Le corps est mon premier outil de travail. Avant même la musique ou le cinéma, il y a eu le mouvement par la danse. J’ai toujours aimé le dépassement de soi, l’entraînement, la performance physique, cette idée qu’on peut repousser un peu plus loin les limites que l’on croyait avoir. Alors forcément, recevoir un rôle aussi impliquant physiquement que celui-ci a été un véritable cadeau. J’ai adoré devoir apprendre de nouvelles techniques, passer des heures dans l’eau, travailler mon souffle, apprivoiser l’inconfort. Ce sont des expériences qui demandent beaucoup mais qui donnent énormément en retour. Quand un défi paraît impossible, il oblige à découvrir des ressources qu’on ne soupçonnait pas. C’est souvent dans ces moments-là que je me sens la plus vivante, aussi bien comme artiste que comme personne.
En quoi les sirènes sont-elles queer selon vous ?
Parce qu’elles échappent aux cases. Elles vivent dans un entre-deux permanent. Elles brouillent les frontières entre l’humain et l’animal, entre le masculin et le féminin, entre le réel et le fantasme. Je crois que beaucoup de personnes queer se reconnaissent dans cette idée de devoir inventer leur propre territoire plutôt que d’habiter un cadre déjà défini.
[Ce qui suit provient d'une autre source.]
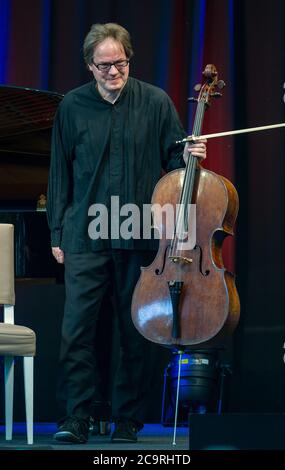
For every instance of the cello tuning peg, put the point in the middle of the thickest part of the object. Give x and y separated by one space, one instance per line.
221 84
197 87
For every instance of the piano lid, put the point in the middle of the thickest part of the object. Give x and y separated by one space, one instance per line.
26 119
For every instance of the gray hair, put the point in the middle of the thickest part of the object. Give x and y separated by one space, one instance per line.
100 32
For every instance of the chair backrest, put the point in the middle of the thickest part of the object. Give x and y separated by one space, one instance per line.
7 282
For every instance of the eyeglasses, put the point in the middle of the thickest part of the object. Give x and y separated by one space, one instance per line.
119 64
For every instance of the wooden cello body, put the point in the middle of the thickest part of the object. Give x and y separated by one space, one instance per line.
186 297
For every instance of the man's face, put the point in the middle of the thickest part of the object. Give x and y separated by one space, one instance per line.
113 80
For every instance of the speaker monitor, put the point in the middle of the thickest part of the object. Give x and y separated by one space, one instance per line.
240 431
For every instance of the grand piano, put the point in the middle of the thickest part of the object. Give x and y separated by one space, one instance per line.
26 119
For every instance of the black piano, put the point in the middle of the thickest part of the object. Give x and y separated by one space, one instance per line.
26 119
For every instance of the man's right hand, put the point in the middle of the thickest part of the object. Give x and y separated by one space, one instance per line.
58 254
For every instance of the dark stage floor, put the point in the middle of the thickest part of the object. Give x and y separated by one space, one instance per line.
151 437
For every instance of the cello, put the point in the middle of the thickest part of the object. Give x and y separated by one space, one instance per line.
186 297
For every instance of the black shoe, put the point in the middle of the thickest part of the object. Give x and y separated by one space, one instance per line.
73 429
125 431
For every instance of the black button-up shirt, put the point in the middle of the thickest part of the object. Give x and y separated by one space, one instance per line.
100 150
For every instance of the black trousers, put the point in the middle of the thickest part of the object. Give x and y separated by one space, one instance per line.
88 276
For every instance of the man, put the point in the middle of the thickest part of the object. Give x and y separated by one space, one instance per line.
111 138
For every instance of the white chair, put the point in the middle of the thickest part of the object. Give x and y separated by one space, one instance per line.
15 340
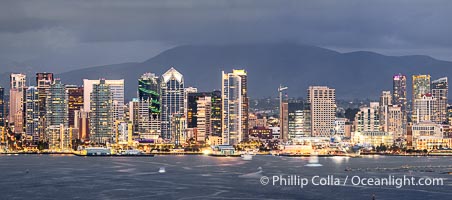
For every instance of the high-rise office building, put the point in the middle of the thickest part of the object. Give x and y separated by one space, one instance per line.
2 107
43 82
423 108
323 110
143 125
399 97
149 90
116 88
235 106
368 118
16 101
421 86
216 113
172 96
385 103
101 118
299 120
395 121
75 102
178 123
199 113
32 114
440 93
57 105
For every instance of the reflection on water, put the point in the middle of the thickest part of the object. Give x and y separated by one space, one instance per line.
204 177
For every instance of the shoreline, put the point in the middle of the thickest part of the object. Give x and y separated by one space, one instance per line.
219 155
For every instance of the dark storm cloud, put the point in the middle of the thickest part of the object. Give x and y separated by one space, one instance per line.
31 28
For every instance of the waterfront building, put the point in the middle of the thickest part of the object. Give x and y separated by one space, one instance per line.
385 103
426 134
117 90
440 93
2 108
187 92
395 121
399 97
367 119
75 102
43 82
178 123
57 105
423 108
172 96
421 86
144 125
101 118
323 110
339 126
149 90
32 114
16 102
373 138
60 137
299 121
81 123
235 107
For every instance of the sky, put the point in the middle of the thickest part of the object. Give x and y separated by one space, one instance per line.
65 34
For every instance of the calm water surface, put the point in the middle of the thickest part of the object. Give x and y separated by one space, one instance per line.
203 177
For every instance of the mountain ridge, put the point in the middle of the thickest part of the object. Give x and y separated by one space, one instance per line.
358 74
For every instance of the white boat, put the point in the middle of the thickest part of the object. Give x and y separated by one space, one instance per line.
314 161
247 156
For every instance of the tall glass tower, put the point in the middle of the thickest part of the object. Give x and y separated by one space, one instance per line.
172 91
57 105
101 118
421 87
235 106
149 90
440 92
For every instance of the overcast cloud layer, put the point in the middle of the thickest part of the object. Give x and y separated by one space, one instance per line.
70 34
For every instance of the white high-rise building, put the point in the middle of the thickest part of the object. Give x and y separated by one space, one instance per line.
423 108
235 106
323 110
172 96
116 88
16 101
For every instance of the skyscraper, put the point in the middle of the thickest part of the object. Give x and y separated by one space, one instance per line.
143 125
440 93
421 86
400 97
2 107
16 101
394 121
216 113
43 82
299 119
57 105
32 114
75 102
423 108
149 90
116 88
367 119
199 113
385 103
323 110
235 106
172 91
101 118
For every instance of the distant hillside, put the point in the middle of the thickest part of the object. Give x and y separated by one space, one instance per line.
354 75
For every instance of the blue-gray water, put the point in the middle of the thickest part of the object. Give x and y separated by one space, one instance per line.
203 177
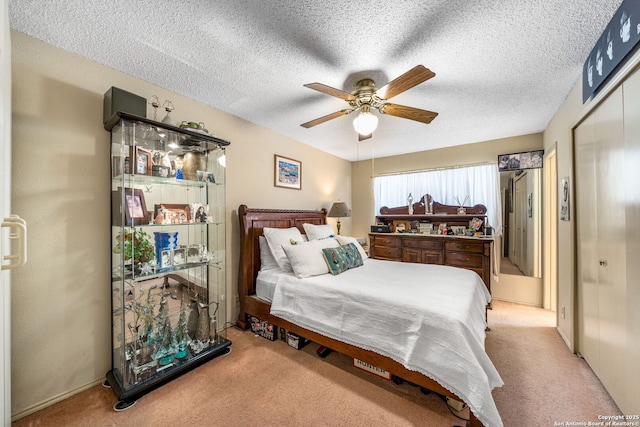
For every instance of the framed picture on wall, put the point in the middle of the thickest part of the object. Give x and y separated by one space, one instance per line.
519 161
288 173
564 199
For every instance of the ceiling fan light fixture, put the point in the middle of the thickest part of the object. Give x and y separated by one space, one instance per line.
365 123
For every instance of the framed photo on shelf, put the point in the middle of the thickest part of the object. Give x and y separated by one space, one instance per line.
201 213
193 253
179 256
167 213
166 259
204 176
141 160
134 208
288 173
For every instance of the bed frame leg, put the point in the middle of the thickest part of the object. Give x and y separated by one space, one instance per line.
473 421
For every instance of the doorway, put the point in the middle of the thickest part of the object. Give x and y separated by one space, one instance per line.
550 232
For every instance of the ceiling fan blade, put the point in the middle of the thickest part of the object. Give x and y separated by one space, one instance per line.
330 91
410 113
325 118
411 78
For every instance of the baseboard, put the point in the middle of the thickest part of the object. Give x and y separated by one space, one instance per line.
44 404
565 339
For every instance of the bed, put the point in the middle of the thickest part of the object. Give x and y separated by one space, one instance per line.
441 345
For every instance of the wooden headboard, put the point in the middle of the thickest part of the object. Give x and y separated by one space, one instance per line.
252 222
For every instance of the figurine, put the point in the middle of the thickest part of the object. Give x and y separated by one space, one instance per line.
410 201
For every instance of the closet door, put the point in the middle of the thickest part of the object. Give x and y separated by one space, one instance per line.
611 193
602 235
587 242
631 93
Pensez-vous que votre musique pourrait accompagner ces sirènes, justement ?
Je crois que oui ! Mes chansons parlent souvent de transformation, de liberté, d’identité, du fait de chercher sa place ou de devoir l’inventer soi-même. Finalement, il y a quelque chose de très proche entre cette envie de se réinventer à travers un personnage et celle qui pousse à écrire des chansons. Dans les deux cas, il s’agit d’explorer d’autres versions de soi, de s’autoriser à sortir du cadre et de créer l’espace dans lequel on peut exister pleinement.
"J’ai toujours aimé l’idée que les chansons puissent créer du lien, nous rappeler que ce que l’on traverse individuellement est souvent partagé par beaucoup d’autres."
Vous avez écrit vouloir "fabriquer des chansons qui nous rassemblent dans ce monde qui nous échappe". Est-ce dans cet esprit que vous avez construit votre troisième album ?
Oui. Cet album est né d’une rupture amoureuse, d’un moment où beaucoup de mes repères ont vacillé. J’avais besoin de comprendre ce qui m’arrivait mais aussi de transformer cette expérience en quelque chose qui puisse circuler vers les autres. J’ai toujours aimé l’idée que les chansons puissent créer du lien, nous rappeler que ce que l’on traverse individuellement est souvent partagé par beaucoup d’autres. C’est dans cet esprit que j’ai construit ce disque. Un album où chacun pourrait retrouver un morceau de son histoire.

De votre sentiment personnel, qu’est-ce qui vous échappe le plus dans ce monde aujourd’hui ?
Le rythme. J’ai parfois l’impression que tout s’accélère au point de devenir difficile à saisir. Les informations, les opinions, les images, les injonctions. J’essaie de résister à cette accélération permanente mais c’est vrai que cette difficulté collective à habiter le présent m’effraie beaucoup.
Quand on est queer, qu’est-ce qu’il faut esquiver ?
Peut-être la tentation de se laisser définir par le regard des autres. Quand on est queer, on grandit souvent avec beaucoup de projections extérieures. On passe du temps à se justifier, à expliquer qui l’on est. À un moment, il faut apprendre à ne plus courir après la validation. C’est un chemin difficile mais profondément libérateur.
Aloïse Sauvage sera à l'affiche de "Miss Mermaid" le 1er juillet prochain.